The narrative itself makes for a highly exciting read at points, especially in the last hundred or so pages when the walls were closing in on the characters as the mystery of Chapel Croft gets revealed in full. When this happens, it is nearly impossible to put the book down. What also makes this section in particular so compelling is the way that the author utilises twists to throw readers off the trail, twists that are brilliant and a real sucker-punch to the readers, and most importantly twists that catch you unawares. Many revelations caught me off guard when reading this book. Much like the nature of this book’s narrative and the general tone, C. J. Tudor’s storytelling is one of secrecy, where they only give the readers enough information they need to keep intrigue and ask more questions. The book is a hydra of questions; once one is answered, another two are raised. Even in the supposed climax of the narrative, there was a couple of devastating yet clever twists that would change how you see the book on repeat readings. The writing was fantastic in The Burning Girls, maintaining intrigue throughout and providing a highly exciting book that gets harder to put down the more you read.

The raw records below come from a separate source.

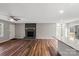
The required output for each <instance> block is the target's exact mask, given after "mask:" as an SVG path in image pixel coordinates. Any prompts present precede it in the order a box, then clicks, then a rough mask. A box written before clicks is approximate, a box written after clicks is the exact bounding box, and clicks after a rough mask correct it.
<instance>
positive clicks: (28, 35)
mask: <svg viewBox="0 0 79 59" xmlns="http://www.w3.org/2000/svg"><path fill="white" fill-rule="evenodd" d="M25 38H27V39H35V38H36V24H35V23H26V24H25Z"/></svg>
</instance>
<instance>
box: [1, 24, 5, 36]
mask: <svg viewBox="0 0 79 59" xmlns="http://www.w3.org/2000/svg"><path fill="white" fill-rule="evenodd" d="M0 25H1V28H2V29H1V34H0V37H3V35H4V24H3V23H0Z"/></svg>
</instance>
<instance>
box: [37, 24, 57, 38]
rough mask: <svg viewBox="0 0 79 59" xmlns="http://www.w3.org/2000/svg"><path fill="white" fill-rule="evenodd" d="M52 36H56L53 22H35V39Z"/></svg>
mask: <svg viewBox="0 0 79 59" xmlns="http://www.w3.org/2000/svg"><path fill="white" fill-rule="evenodd" d="M53 36H56V24H55V23H37V24H36V38H37V39H52V38H53Z"/></svg>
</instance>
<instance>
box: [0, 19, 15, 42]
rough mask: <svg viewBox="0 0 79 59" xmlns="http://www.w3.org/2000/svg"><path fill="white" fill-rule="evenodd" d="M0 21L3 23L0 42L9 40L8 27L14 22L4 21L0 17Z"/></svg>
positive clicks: (9, 28) (12, 24)
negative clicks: (1, 36)
mask: <svg viewBox="0 0 79 59" xmlns="http://www.w3.org/2000/svg"><path fill="white" fill-rule="evenodd" d="M0 23H3V25H4V26H3V37H0V43H1V42H5V41H8V40H10V28H9V25H11V24H12V25H15V24H14V23H11V22H8V21H4V20H2V19H0Z"/></svg>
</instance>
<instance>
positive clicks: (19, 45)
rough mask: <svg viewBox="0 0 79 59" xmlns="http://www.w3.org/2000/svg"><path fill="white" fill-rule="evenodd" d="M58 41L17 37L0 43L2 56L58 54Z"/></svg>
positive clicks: (0, 49) (52, 55) (22, 55)
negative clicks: (57, 42) (11, 39)
mask: <svg viewBox="0 0 79 59" xmlns="http://www.w3.org/2000/svg"><path fill="white" fill-rule="evenodd" d="M56 43H57V42H56V41H55V40H52V39H49V40H46V39H44V40H42V39H33V40H32V39H31V40H24V39H15V40H9V41H7V42H4V43H0V56H57V55H58V52H57V50H56V49H57V48H56Z"/></svg>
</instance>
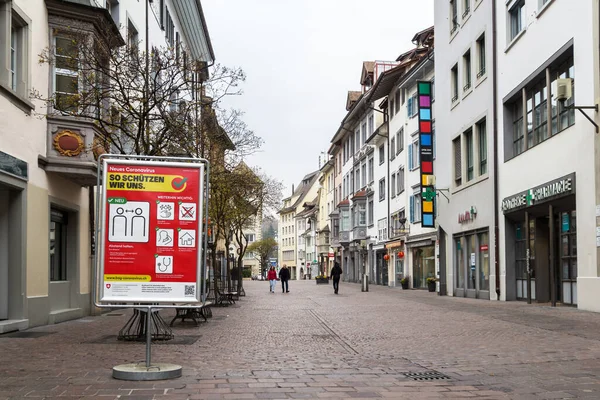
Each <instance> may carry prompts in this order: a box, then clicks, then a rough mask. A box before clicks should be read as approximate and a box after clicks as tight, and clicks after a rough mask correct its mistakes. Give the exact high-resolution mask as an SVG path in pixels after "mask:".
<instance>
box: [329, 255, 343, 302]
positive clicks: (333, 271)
mask: <svg viewBox="0 0 600 400" xmlns="http://www.w3.org/2000/svg"><path fill="white" fill-rule="evenodd" d="M341 275H342V268H340V263H339V262H337V261H336V262H334V263H333V268H331V277H332V278H333V293H335V294H337V292H338V290H339V288H340V276H341Z"/></svg>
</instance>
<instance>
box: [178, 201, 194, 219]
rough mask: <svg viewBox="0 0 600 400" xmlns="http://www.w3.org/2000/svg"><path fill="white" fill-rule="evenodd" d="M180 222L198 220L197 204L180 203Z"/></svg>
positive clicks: (179, 217)
mask: <svg viewBox="0 0 600 400" xmlns="http://www.w3.org/2000/svg"><path fill="white" fill-rule="evenodd" d="M179 220H180V221H195V220H196V203H180V204H179Z"/></svg>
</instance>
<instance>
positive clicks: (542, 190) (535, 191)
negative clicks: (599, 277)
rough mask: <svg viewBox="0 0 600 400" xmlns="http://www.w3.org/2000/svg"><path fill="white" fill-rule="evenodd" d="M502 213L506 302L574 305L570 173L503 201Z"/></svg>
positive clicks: (572, 175)
mask: <svg viewBox="0 0 600 400" xmlns="http://www.w3.org/2000/svg"><path fill="white" fill-rule="evenodd" d="M502 211H503V213H504V217H505V226H506V229H505V234H506V258H505V259H506V266H507V269H506V273H507V298H508V296H509V295H510V298H513V299H518V300H527V301H528V302H531V301H536V302H540V303H546V302H552V303H553V304H555V303H556V302H559V303H562V304H568V305H576V304H577V211H576V203H575V174H574V173H573V174H569V175H567V176H564V177H561V178H558V179H555V180H553V181H550V182H547V183H544V184H542V185H540V186H536V187H534V188H532V189H529V190H526V191H524V192H521V193H518V194H516V195H513V196H510V197H507V198H506V199H504V200H503V201H502ZM509 285H510V287H509ZM510 289H512V291H509V290H510Z"/></svg>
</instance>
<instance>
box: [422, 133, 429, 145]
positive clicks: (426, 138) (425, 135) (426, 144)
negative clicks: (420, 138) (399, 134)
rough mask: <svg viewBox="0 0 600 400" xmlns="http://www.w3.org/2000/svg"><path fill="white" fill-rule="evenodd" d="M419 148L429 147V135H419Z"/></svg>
mask: <svg viewBox="0 0 600 400" xmlns="http://www.w3.org/2000/svg"><path fill="white" fill-rule="evenodd" d="M421 146H431V135H428V134H423V135H421Z"/></svg>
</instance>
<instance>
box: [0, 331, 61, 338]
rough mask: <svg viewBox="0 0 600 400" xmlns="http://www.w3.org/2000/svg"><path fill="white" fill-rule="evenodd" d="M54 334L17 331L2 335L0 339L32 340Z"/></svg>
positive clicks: (53, 332)
mask: <svg viewBox="0 0 600 400" xmlns="http://www.w3.org/2000/svg"><path fill="white" fill-rule="evenodd" d="M53 333H54V332H27V331H17V332H12V333H6V334H4V335H0V338H13V339H14V338H17V339H34V338H38V337H42V336H48V335H51V334H53Z"/></svg>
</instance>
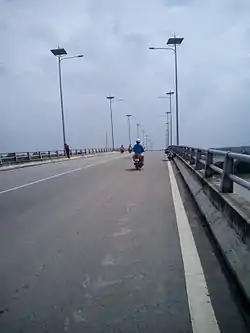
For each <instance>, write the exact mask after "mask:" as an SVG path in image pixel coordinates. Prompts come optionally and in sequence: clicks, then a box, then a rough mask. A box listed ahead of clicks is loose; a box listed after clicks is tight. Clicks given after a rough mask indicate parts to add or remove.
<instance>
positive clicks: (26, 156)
mask: <svg viewBox="0 0 250 333" xmlns="http://www.w3.org/2000/svg"><path fill="white" fill-rule="evenodd" d="M111 151H113V149H110V148H86V149H70V156H84V155H89V154H98V153H107V152H111ZM63 157H65V151H64V150H49V151H35V152H13V153H0V167H1V166H4V165H12V164H19V163H28V162H36V161H42V160H50V159H59V158H63Z"/></svg>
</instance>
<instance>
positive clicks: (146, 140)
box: [145, 134, 148, 150]
mask: <svg viewBox="0 0 250 333" xmlns="http://www.w3.org/2000/svg"><path fill="white" fill-rule="evenodd" d="M145 138H146V150H148V135H147V134H146V135H145Z"/></svg>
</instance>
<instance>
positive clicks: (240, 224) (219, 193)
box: [175, 156, 250, 307]
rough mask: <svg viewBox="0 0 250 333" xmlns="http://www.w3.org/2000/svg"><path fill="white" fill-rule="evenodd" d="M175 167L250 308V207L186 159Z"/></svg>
mask: <svg viewBox="0 0 250 333" xmlns="http://www.w3.org/2000/svg"><path fill="white" fill-rule="evenodd" d="M175 164H176V166H177V168H178V169H179V171H180V174H181V176H182V178H183V179H184V181H185V183H186V184H187V186H188V188H189V190H190V192H191V194H192V196H193V198H194V199H195V201H196V203H197V205H198V208H199V210H200V212H201V214H202V215H203V216H204V218H205V221H206V222H207V225H208V227H209V229H210V231H211V235H212V236H213V238H214V241H215V243H216V245H217V247H218V249H219V251H220V253H221V254H222V256H223V257H224V259H225V263H226V264H227V266H228V268H229V269H230V272H231V273H232V276H233V278H234V281H235V282H236V283H237V286H238V288H239V290H240V292H241V294H242V296H243V297H244V300H245V301H246V302H247V305H248V307H250V204H249V201H248V202H247V201H245V200H244V199H243V198H241V197H239V196H238V195H236V194H232V193H221V192H220V189H219V186H218V183H216V180H215V179H213V178H210V179H206V178H204V173H203V172H201V171H197V170H195V169H194V167H192V165H190V164H189V163H187V162H186V161H185V160H184V159H183V158H182V157H180V156H177V157H176V158H175Z"/></svg>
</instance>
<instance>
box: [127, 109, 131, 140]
mask: <svg viewBox="0 0 250 333" xmlns="http://www.w3.org/2000/svg"><path fill="white" fill-rule="evenodd" d="M126 116H127V118H128V139H129V145H131V128H130V117H131V116H132V114H127V115H126Z"/></svg>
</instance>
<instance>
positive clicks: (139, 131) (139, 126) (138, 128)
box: [136, 124, 140, 138]
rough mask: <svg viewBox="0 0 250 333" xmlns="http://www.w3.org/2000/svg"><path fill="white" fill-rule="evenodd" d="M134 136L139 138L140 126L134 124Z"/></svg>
mask: <svg viewBox="0 0 250 333" xmlns="http://www.w3.org/2000/svg"><path fill="white" fill-rule="evenodd" d="M136 135H137V138H139V137H140V124H136Z"/></svg>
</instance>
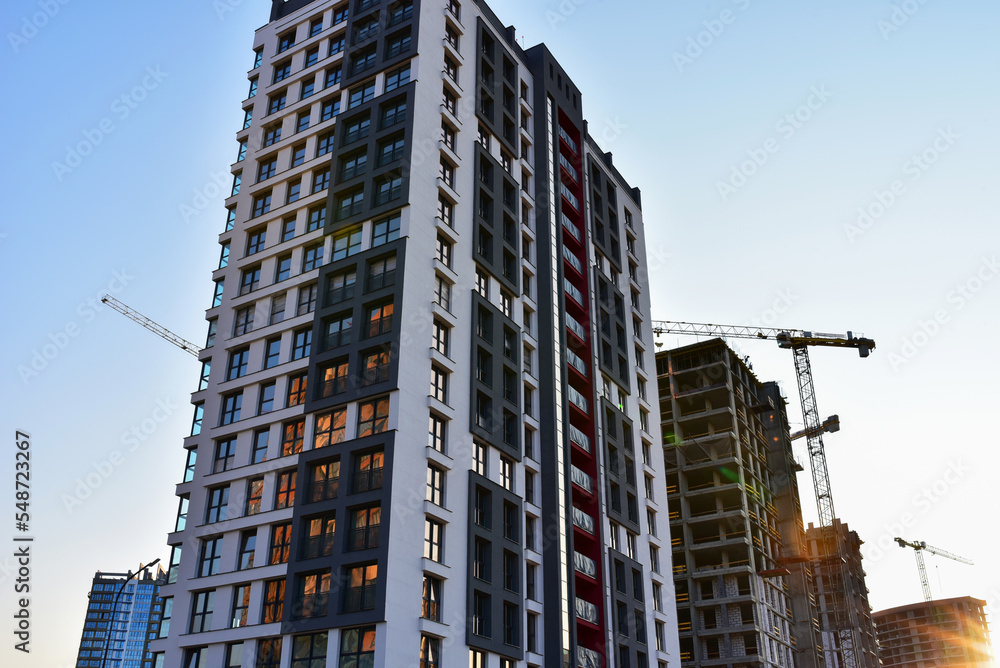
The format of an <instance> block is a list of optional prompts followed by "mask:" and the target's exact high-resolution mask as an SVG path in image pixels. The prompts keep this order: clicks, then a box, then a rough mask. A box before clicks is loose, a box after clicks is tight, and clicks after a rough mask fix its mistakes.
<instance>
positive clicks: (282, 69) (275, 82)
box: [274, 60, 292, 83]
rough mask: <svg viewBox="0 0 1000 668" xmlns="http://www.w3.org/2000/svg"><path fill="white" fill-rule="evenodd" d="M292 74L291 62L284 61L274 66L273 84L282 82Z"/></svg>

I would definitely recommend this book to anyone who enjoys reading about mysteries in small rural settlements, in a similar vein to The Wicker Man. The intensity and brief but powerful horrific imagery means this book is not for the faint-hearted. It is also a superb read to anyone who likes to solve a mystery, with twists that will make you doubt your predictions and throw them out of the window. For anyone who has not read C. J. Tudor’s work before, expect a thrilling ride with flashes of horror.
C. J. Tudor’s The Burning Girls is a chilling and suspense-filled mystery novel that contains a myriad of twists, reveals and questions. Secrecy is a prominent theme in the residents and history of Chapel Croft, and the author matches that by keeping their readers in the dark right until the last pages. The writing and tension hooks the reader in, especially towards the climax, and is one of those books that are nearly impossible to put down.